Friday, 15 September 2017

Barclay Perkins X Ale grists 1935 - 1936

As promised, here are the Barclay Perkins grists. Well, some of them.

I’ve decided to split them up to make the tables a bit more manageable, I’m kicking off with X Ale. Basically standing in for all of their Milds. Because X Ale was in all of the Mild parti-gyles and sometimes single-gyled.

When I started harvesting these records I was struck by how much the grists changed over a short period of time. Without there being external factor, like a war, forcing changes. I’m not really sure what to make of it. For example, why does one version randomly contain some lager malt?

Let’s take a look at the grains first. There are several ever-presents: pale, amber, crystal and mild malt, plus flaked maize. But only the pale and crystal malt percentages are reasonably constant at around 20% and 5%, respectively. While amber malt and flaked maize are all over the place, with a variation of over 100%.

Barclay Perkins X Ale grists 1935 - 1936 (malts)
Year Beer Style OG pale malt amber malt crystal malt MA malt SA malt lager malt flaked maize
1935 X Mild 1034.8 23.55% 9.42% 6.28% 37.68% 17.27%
1935 X Mild 1034.8 18.37% 7.65% 5.36% 43.62% 15.31%
1936 X Mild 1034.7 18.66% 7.11% 5.33% 29.32% 14.22% 14.22%
1936 X Mild 1034.7 19.03% 3.81% 5.71% 41.86% 5.71% 13.32%
1936 X Mild 1034.8 19.23% 4.05% 5.06% 32.40% 16.20% 7.09%
1936 X Mild 1034.8 19.42% 3.88% 5.18% 33.02% 16.19% 7.12%
Sources:
Barclay Perkins brewing record held at the London Metropolitan Archives, document number ACC/2305/01/620.

There’s a similar story with the sugar:

Barclay Perkins X Ale grists 1935 - 1936 (sugar and hops)
Year Beer Style OG no. 2 sugar no. 3 sugar caramel Martineau BS hops
1935 X Mild 1034.8 5.23% 0.58% MK Fuggles, Kent Fuggles
1935 X Mild 1034.8 9.18% 0.51% MK Fuggles, Kent Fuggles
1936 X Mild 1034.7 0.48% 10.66% MK Fuggles, Kent Fuggles
1936 X Mild 1034.7 10.15% 0.41% Kent, MK Goldings
1936 X Mild 1034.8 15.52% 0.45% MK Fuggles, MK Goldings
1936 X Mild 1034.8 14.68% 0.50% MK Fuggles
Sources:
Barclay Perkins brewing record held at the London Metropolitan Archives, document number ACC/2305/01/620.


The only sugar used in every grist was caramel, which was used for colour. I would have expected No. 3 invert to be in all the grists. That’s the usual Mild sugar. It seems odd to find No. 2 invert, which was usually used in cheaper Pale Ales.
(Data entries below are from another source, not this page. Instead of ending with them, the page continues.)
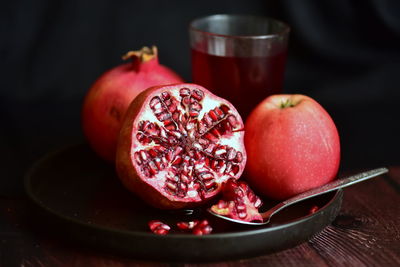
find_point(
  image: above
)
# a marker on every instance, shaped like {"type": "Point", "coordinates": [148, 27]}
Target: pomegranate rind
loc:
{"type": "Point", "coordinates": [129, 171]}
{"type": "Point", "coordinates": [109, 97]}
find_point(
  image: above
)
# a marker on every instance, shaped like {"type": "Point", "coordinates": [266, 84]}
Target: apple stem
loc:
{"type": "Point", "coordinates": [287, 104]}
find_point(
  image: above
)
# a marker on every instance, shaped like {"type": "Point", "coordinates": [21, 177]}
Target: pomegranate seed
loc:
{"type": "Point", "coordinates": [202, 228]}
{"type": "Point", "coordinates": [313, 209]}
{"type": "Point", "coordinates": [197, 94]}
{"type": "Point", "coordinates": [224, 108]}
{"type": "Point", "coordinates": [184, 92]}
{"type": "Point", "coordinates": [159, 227]}
{"type": "Point", "coordinates": [165, 95]}
{"type": "Point", "coordinates": [155, 101]}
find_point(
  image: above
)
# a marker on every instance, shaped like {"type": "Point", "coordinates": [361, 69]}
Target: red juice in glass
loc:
{"type": "Point", "coordinates": [239, 57]}
{"type": "Point", "coordinates": [244, 81]}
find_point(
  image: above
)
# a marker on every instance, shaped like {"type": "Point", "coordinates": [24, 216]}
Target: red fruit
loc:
{"type": "Point", "coordinates": [202, 227]}
{"type": "Point", "coordinates": [159, 227]}
{"type": "Point", "coordinates": [238, 202]}
{"type": "Point", "coordinates": [292, 146]}
{"type": "Point", "coordinates": [178, 143]}
{"type": "Point", "coordinates": [109, 97]}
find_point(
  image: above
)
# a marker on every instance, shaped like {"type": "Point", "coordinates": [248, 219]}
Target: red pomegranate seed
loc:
{"type": "Point", "coordinates": [159, 227]}
{"type": "Point", "coordinates": [313, 209]}
{"type": "Point", "coordinates": [202, 228]}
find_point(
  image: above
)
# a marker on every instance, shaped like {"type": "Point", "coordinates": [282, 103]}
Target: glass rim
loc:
{"type": "Point", "coordinates": [285, 27]}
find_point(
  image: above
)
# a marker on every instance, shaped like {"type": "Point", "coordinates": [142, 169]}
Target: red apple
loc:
{"type": "Point", "coordinates": [292, 145]}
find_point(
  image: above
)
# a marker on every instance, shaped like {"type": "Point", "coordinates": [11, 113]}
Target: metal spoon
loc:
{"type": "Point", "coordinates": [334, 185]}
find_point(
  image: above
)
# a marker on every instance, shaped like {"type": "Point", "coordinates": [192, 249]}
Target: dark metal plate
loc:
{"type": "Point", "coordinates": [79, 197]}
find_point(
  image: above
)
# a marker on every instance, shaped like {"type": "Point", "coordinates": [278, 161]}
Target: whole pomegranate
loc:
{"type": "Point", "coordinates": [177, 144]}
{"type": "Point", "coordinates": [292, 145]}
{"type": "Point", "coordinates": [109, 97]}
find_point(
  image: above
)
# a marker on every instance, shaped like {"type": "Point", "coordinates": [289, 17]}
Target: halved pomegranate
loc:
{"type": "Point", "coordinates": [178, 143]}
{"type": "Point", "coordinates": [238, 202]}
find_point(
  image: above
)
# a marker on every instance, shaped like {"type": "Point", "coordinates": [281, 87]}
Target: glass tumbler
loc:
{"type": "Point", "coordinates": [239, 57]}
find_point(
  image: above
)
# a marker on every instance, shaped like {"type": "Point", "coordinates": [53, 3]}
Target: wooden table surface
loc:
{"type": "Point", "coordinates": [365, 233]}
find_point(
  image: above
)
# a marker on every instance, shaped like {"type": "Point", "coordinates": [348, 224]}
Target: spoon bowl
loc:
{"type": "Point", "coordinates": [334, 185]}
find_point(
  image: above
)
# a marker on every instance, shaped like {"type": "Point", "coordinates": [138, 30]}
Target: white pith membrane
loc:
{"type": "Point", "coordinates": [187, 143]}
{"type": "Point", "coordinates": [238, 202]}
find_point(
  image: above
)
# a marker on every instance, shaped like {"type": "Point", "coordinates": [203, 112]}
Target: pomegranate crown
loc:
{"type": "Point", "coordinates": [144, 54]}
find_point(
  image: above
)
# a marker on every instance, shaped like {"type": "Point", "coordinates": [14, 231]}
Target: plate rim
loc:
{"type": "Point", "coordinates": [259, 229]}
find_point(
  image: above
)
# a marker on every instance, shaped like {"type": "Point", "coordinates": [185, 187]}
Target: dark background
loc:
{"type": "Point", "coordinates": [343, 53]}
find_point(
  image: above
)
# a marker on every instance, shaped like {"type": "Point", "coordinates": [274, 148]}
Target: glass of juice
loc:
{"type": "Point", "coordinates": [239, 57]}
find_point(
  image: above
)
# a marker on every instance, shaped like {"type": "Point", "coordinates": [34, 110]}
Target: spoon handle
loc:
{"type": "Point", "coordinates": [334, 185]}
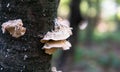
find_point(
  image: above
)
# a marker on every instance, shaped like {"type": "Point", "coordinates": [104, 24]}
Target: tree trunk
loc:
{"type": "Point", "coordinates": [24, 54]}
{"type": "Point", "coordinates": [67, 57]}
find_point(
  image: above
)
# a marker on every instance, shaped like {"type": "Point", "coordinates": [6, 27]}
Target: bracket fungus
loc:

All of the hops were English and from Kent. Mostly Fuggles, but with some Goldings, too. Nothing unusual there, though a lot of brewers would have been using North American hops in the 1930’s.

Thursday, 14 September 2017

Barclay Perkins Ales in 1935

Now that I’ve tracked down ACC/2305/01/620 I really should use it for something. So how about taking a look at what it contains.

I’ll warn you that it doesn’t contain every beer they brewed in 1935-36. Because it’s just for their large plant. The Park Street complex contained two further brew houses: a Lager brewery and a small batch one where their more exotic beers were brewed.

Most of the seven beers brewed in the large plant were “trade” beers, i.e. draught. Only XLK and later IPA were bottled beers. IPA seems to have replaced the bottled version of XLK in 1935. Why, I’ve no idea. Maybe they wanted to compete with Whitbread’s bottled IPA. Though that would be a bit odd, as Whitbread’s IPA was much weaker, just 1036º.

I say seven beers, but there were actually more than that. They brewed seven, but by priming and colouring their three Milds they actually had ten beers. So X and XX both came in semi-dark (11 SRM, 20 EBC) and dark versions (20 SRM, 40 EBC). While A was given more primings to create RA (Royal Ale).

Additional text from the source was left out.